I have just completed the trilogy – three books: Total Forgiveness, Totally Forgiving Ourselves, Totally Forgiving God. I think Total Forgiveness is in three languages. It was my friend Rob Parsons (after reading Totally Forgiving Ourselves) phoned me and said, ‘R T, I know what your next book should be – if you have the courage: Totally Forgiving God. I swallowed. I am ashamed to admit, I only thought of my critics at that moment (I do have them), that they would see the title but not read the book. But I got over that and decided to write the book. Both of my publishers (UK and USA) think this is my most important book. (Mind you, all authors think their most recent book is the best and most important!) But this may well be.

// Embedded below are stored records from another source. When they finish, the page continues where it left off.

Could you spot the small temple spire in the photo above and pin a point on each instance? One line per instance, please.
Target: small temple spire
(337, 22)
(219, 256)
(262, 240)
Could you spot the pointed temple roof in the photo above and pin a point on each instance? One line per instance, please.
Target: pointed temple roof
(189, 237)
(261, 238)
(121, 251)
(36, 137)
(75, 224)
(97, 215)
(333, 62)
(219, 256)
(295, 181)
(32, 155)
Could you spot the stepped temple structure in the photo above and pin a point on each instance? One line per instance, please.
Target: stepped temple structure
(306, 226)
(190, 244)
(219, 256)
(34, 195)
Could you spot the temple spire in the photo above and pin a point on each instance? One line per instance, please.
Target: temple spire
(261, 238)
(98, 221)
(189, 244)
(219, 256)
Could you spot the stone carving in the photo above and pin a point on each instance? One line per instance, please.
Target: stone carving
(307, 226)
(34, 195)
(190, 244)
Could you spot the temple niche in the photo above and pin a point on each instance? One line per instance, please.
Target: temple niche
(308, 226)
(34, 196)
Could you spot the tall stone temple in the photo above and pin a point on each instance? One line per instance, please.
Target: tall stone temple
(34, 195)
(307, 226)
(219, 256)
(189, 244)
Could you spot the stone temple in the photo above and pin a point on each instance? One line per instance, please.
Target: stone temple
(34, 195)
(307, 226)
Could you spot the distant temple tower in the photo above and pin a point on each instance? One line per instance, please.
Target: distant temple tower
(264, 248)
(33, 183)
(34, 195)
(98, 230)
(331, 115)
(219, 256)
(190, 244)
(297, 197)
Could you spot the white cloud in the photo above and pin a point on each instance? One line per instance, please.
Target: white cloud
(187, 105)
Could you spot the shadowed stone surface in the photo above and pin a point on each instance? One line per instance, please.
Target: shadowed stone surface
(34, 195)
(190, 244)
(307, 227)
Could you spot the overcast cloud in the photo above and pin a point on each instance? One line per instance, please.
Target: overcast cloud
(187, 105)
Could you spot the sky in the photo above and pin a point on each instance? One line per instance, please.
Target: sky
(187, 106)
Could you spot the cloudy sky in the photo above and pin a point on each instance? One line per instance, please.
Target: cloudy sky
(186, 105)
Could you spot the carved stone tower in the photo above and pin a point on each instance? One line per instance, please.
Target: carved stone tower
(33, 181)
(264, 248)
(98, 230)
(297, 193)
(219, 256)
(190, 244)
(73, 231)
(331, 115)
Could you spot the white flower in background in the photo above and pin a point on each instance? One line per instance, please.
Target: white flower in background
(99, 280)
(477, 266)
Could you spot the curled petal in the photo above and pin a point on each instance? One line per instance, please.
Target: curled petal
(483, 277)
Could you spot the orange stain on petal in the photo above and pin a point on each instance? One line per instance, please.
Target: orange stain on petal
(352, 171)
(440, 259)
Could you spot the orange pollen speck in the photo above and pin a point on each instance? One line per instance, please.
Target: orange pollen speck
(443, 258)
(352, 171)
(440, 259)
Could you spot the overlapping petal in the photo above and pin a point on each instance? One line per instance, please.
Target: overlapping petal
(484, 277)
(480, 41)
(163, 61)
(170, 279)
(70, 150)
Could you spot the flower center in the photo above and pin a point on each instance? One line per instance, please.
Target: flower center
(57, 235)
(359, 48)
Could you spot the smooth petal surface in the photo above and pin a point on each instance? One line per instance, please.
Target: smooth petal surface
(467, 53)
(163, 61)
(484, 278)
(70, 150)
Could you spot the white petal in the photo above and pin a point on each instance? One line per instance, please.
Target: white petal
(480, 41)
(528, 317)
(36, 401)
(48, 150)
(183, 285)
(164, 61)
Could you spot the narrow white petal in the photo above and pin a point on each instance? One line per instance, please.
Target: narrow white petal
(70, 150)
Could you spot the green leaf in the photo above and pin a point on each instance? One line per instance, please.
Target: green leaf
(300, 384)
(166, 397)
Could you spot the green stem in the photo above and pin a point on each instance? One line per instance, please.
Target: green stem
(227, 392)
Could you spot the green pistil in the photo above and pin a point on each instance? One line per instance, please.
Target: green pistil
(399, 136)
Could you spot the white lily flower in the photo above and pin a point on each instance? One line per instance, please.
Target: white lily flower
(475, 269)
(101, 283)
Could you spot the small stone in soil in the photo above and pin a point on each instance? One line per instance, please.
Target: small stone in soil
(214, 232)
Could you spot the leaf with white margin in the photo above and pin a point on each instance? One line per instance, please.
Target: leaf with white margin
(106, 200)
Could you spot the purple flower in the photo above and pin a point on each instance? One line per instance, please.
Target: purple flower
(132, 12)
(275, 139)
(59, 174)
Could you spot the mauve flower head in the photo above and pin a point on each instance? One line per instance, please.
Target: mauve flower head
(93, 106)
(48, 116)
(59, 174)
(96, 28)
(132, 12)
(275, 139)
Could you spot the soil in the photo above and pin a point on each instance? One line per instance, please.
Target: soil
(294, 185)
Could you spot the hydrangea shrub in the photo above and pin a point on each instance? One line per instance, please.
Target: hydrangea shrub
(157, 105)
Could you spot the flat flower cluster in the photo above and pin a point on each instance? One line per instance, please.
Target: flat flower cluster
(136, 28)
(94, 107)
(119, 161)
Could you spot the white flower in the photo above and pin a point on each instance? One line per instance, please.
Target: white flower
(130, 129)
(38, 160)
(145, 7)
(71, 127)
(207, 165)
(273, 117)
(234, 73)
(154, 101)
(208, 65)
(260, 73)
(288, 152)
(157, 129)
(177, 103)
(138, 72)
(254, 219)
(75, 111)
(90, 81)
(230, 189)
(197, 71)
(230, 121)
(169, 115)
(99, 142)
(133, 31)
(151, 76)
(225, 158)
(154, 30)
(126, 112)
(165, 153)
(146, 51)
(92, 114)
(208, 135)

Does God need to be forgiven? What has he done that is wrong? Nothing. Then why forgive him? Because he allows things which he could stop but sometimes doesn’t. He lets things happen to us – bad things, horrible things. He has his reasons for letting them happen. Our responsibility (this pleases him): to let him off the hook, not holding anything against him for what he allows.
An illustration of what I mean: I have a very good friend (renowned theologian) who would not endorse my book The Anointing. I was devastated. But my friend did no wrong; he was being true to himself. I had to forgive him – which I did. This is a drop in the bucket compared to the way we must let God off the hook – set him free and wait for him to clear his Name on the Last Day. He will. Let’s not wait until then to see how he does it; let’s clear his Name now. By faith. Habakkuk did. So can we.
There are two kinds of faith: biblical faith (believing without seeing, as in Hebrews 11:1) and secular faith (seeing is believing, as in Mark 15:32). The only faith that pleases God is believing without seeing. Habakkuk wanted an immediate answer as to why God allows evil. God replied: I will tell you in the ‘end’ (Hab.2:3). Habakkuk might have argued back, ‘That’s not good enough, I want an answer now’. But Habakkuk accepted God’s verdict to wait till the end, and said: ‘Though the fig tree does not bud, and there are no grapes on the vines, though the olive crop fails and the fields no food, though there are no sheep in the pen and no cattle in the stalls, yet I will rejoice in the Lord, I will be joyful in God my savior’ (Hab.3:17-18).
That was Habakkuk’s way of forgiving God. You and I cannot do better than that.